St. Juan Diego Cuauhtlatoatzin 

*** 1st Reading ***

Isaiah 40:25-31

To whom, then, will you liken me or make me equal?

Says the Holy One.  Lift up your eyes and see: who has created all this? He has ordered them as a starry host  and called them each by name. So mighty is his power, so great his strength, that not one of them is missing.  How can you say, O Jacob, how can you complain, O Israel, that your destiny is hidden from me, that your rights are ignored by Yahweh?

 Have you not known, have you not heard that Yahweh is an everlasting God, the Creator of the ends of the earth? He does not grow tired or weary, his knowledge is without limit.  He gives strength to the enfeebled, he gives vigor to the wearied.

 Youth may grow tired and faint, young men will stumble and fall,  but those who hope in Yahweh will renew their strength. They will soar as with eagle’s wings; they will run and not grow weary; they will walk and never tire.

 

Ps 103:1-2, 3-4, 8 & 10

O bless the Lord, my soul!

 

**** Gospel ****

Matthew 11:28-30

Come to me, all you who work hard and who carry heavy burdens and I will refresh you.   Take my yoke upon you and learn from me for I am gentle and humble of heart; and you will find rest.  For my yoke is good and my burden is light.”

 

Gospel Reflection

Who wonderful that on the day after we recognize the role of Mary in the Divine Drama of salvation we honor a simple saint, St. Juan Diego! We know him as the one to whom our Lady of Guadalupe appeared in 1531 to reveal her desire for a chapel on the hill of Tepeyak in her honor.

St. Juan Diego asked the Lady to tell who she was and she responded “I am the one who crushes the head of the serpent!” When the Lady of Guadalupe appeared to St.

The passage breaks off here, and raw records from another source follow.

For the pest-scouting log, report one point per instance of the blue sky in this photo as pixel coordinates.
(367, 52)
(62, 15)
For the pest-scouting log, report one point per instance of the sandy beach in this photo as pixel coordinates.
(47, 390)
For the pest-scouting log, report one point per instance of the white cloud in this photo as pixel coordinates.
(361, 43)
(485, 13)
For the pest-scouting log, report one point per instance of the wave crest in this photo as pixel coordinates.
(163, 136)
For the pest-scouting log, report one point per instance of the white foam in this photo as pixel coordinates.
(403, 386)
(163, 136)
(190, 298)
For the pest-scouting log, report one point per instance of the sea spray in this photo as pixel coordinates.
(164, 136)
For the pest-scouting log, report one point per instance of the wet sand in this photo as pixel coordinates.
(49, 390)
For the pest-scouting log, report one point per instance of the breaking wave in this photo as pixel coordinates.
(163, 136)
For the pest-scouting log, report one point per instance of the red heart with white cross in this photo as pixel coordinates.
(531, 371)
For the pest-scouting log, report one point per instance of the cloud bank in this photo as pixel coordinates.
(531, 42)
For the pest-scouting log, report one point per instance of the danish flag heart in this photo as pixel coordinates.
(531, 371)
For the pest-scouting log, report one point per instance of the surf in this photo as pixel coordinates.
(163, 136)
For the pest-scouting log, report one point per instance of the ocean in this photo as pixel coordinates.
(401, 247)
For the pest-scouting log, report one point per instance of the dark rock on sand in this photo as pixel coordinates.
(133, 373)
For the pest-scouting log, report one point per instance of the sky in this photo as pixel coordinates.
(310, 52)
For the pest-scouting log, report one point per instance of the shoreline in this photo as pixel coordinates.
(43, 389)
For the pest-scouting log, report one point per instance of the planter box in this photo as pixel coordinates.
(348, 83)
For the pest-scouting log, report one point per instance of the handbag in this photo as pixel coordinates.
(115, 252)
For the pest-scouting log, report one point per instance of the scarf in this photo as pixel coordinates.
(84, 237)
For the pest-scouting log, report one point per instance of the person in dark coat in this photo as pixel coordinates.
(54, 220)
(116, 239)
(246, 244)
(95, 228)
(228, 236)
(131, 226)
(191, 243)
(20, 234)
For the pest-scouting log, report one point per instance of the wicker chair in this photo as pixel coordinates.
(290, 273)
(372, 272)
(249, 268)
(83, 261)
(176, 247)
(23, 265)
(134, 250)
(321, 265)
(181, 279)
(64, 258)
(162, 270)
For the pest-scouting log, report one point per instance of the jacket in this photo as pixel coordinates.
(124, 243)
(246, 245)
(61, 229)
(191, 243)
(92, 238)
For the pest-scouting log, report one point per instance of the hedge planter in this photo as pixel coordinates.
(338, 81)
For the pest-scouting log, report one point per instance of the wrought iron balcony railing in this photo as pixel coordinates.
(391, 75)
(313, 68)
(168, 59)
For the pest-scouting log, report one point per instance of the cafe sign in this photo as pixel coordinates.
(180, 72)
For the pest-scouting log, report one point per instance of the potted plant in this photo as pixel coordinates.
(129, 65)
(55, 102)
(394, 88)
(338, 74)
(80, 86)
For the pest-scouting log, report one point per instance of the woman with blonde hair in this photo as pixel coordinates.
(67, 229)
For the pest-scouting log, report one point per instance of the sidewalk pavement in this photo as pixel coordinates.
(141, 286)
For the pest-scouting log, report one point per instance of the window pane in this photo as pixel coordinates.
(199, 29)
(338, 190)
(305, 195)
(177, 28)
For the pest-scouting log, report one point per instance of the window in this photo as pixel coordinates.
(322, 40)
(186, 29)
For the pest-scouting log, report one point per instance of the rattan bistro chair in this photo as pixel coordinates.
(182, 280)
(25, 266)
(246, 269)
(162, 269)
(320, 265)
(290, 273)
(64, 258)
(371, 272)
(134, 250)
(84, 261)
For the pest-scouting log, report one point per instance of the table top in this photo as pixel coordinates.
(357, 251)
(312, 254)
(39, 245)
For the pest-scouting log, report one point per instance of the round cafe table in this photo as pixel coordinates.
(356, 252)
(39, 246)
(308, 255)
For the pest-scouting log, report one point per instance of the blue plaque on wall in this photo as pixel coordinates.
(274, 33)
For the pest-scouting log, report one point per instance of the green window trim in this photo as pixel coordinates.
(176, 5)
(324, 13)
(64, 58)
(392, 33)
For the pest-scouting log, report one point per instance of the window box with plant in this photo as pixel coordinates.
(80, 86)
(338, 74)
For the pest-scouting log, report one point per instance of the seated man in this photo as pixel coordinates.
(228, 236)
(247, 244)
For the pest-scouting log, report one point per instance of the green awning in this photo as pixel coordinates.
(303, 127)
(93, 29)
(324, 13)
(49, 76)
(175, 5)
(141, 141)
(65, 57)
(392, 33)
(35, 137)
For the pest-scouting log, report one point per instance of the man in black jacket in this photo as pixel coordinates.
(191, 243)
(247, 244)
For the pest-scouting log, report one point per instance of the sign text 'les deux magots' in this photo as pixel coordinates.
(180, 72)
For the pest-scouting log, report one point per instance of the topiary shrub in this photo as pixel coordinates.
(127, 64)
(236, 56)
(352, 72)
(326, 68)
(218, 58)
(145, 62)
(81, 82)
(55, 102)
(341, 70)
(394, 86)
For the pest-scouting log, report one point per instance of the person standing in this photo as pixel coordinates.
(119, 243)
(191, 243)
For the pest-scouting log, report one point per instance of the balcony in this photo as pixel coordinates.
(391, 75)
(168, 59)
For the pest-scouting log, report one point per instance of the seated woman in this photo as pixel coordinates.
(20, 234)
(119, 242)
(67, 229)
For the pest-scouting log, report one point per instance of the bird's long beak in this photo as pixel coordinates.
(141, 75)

Juan Diego there was at that time great bloodshed in the land as the Aztecs were offering infants in sacrifice to the their pagan gods, to the devil! The Virgin Mother, appeared as a “pregnant”madonna” to reveal the sacredness of the life in the womb of mothers.

She came to reveal her love for infants in the wombs of mothers! The native Aztecs were also victims of much injustice at that time. So our Lady of Guadalupe appeared to reveal to them that she was also their Mother.

She was inviting them as she invites us now in our own time of great needs as she says, with her Son Jesus, “Come to me all you who are weary and burdened and I will give you rest.”